Des mosquées près des chaînes de montage : au début des années 1980, la solution est apparue aux directions des usines automobiles de Renault à Flins (78), ou de Citroën à Aulnay (93). Aujourd'hui, les musulmans, pratiquants ou non, représentent encore quelques centaines de personnes sur 5 000 à la production dans l'usine de Flins, dont l'effectif était de 9 000 personnes il y a cinq ans. La proportion de musulmans a sans doute baissé, vingt ans après les vagues de recrutements de main-d'oeuvre immigrée des années 1960 et 1970, venant notamment du Maghreb. Et ces ouvriers ont été stratégiques pour la production automobile française.

Organisation du travail et de l'espace

Résultat : les salles de prière, aujourd'hui moins pleines, apparaissent comme l'aménagement le plus spectaculaire de l'organisation du travail - et de l'espace - de ces sites. Les directions se sont efforcées, depuis longtemps, de prendre en compte les particularités liées à la religion de leurs ouvriers. Abdellali Mamoun, technicien de vente à la Régie, peut en témoigner. Personnalité reconnue de la communauté musulmane, il est imam itinérant après avoir été celui de Mantes-la-Jolie (78). Il fut aussi celui de Renault, chargé du prêche du vendredi dans la grande salle de prières de Flins, de 1995 à 2002. « La hiérarchie est rodée, explique-t-il aujourd'hui. Il n'y a pas de conflits, pas de xénophobie. Je n'ai pas été sollicité pour une médiation depuis plus de trois ans.

Travailler autrement

Renault a, ainsi, appris à travailler autrement, chaque année, pendant le mois du ramadan. Les temps de pause sont alors modifiés pour permettre aux musulmans pratiquants de s'alimenter dès le coucher du soleil. Au moment de la rupture du jeûne, la pause est, en effet, doublée. C'est un des compromis qu'a acceptés l'entreprise pour s'assurer des conditions de production optimales : ce temps de pause ne s'est pas fait en substitution d'un autre, mais en surplus, sans quoi, il aurait été impossible de les modifier, selon Abdellali Mamoun.

Qu'il s'agisse des salles de prière ou des temps de pause du ramadan, la direction a réagi à des dysfonctionnements plutôt qu'à des conflits ouverts. Au moment de la prière, les ouvriers pratiquants s'agenouillaient sur le bord de la chaîne et les sanctions pour un travail mal effectué s'étaient multipliées pendant la période du ramadan à la fin des années 1970 : le mois de jeûne tombait, ces années là, pendant les longues journées d'été et les ouvriers mangeaient sur les chaînes à la tombée de la nuit.

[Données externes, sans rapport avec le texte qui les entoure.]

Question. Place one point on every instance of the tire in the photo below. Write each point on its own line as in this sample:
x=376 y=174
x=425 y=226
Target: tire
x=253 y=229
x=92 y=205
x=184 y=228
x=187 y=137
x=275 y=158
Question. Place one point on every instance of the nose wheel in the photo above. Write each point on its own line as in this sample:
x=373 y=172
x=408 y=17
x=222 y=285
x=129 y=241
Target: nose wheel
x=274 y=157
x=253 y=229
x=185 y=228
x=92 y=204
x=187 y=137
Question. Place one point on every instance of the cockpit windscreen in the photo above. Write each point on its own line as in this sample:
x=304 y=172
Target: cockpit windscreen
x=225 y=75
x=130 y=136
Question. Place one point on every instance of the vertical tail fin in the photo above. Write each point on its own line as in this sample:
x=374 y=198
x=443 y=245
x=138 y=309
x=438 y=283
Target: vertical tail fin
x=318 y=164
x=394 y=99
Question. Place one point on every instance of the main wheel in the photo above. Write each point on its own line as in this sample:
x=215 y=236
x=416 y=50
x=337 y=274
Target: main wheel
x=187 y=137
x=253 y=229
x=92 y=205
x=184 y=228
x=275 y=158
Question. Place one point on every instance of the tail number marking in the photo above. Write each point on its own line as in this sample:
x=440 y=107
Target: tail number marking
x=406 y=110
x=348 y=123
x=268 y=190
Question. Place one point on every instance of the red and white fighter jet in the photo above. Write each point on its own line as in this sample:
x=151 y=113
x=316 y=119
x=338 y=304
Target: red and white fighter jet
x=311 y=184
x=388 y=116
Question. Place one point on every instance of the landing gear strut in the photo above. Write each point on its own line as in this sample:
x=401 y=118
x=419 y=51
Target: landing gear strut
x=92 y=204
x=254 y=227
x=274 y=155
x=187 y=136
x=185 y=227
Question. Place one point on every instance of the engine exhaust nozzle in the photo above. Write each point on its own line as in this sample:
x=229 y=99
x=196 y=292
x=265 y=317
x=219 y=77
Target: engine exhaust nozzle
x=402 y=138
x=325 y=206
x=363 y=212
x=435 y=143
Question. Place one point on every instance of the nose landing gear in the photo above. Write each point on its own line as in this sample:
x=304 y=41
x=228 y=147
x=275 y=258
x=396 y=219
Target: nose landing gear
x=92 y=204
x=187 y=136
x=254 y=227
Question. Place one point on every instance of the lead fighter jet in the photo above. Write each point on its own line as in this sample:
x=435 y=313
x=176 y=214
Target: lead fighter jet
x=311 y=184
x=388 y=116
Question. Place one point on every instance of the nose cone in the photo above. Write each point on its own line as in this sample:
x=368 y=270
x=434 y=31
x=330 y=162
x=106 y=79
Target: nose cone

Les imams, équivalents des prêtres ouvriers catholiques, avaient relayé les demandes, avec le soutien de certains syndicats. Non sans quelques débats internes dans ces organisations. « Il n'était pas simple pour un syndicaliste laïque de prendre position sur des sanctions imposées à des gens qui n'ont pu prendre leur poste parce qu'ils mangeaient », se souvient un ancien cégétiste de Renault.

Chez PSA, les aménagements sont passés à la faveur d'un conflit social plus large, en 1982, sur les salaires, les élections et la reconnaissance syndicale. Sur les chaînes de montage, la hiérarchie a, depuis longtemps, intégré cette dimension interculturelle. « Les chefs d'atelier n'oublient jamais d'aller saluer les salariés qui reviennent du pèlerinage de la Mecque, car ce sont, en général, des personnalités influentes de la communauté musulmane », explique, par exemple, un cadre de PSA. De la même façon, les prises de congé pour le pèlerinage ou les fêtes religieuses non chrétiennes doivent être facilitées.

Discrétion

Chez Michelin, la direction appelle la hiérarchie à une vigilance accrue au moment du ramadan, pour la sécurité du personnel concerné.

Mais, partout, il ne s'agit que de consignes orales et informelles. Tout au plus, les prises de poste et les pauses sont-elles discutées en comité d'établissement et affichées. Le statu quo semble requérir une discrétion de tous les instants pour se perpétuer.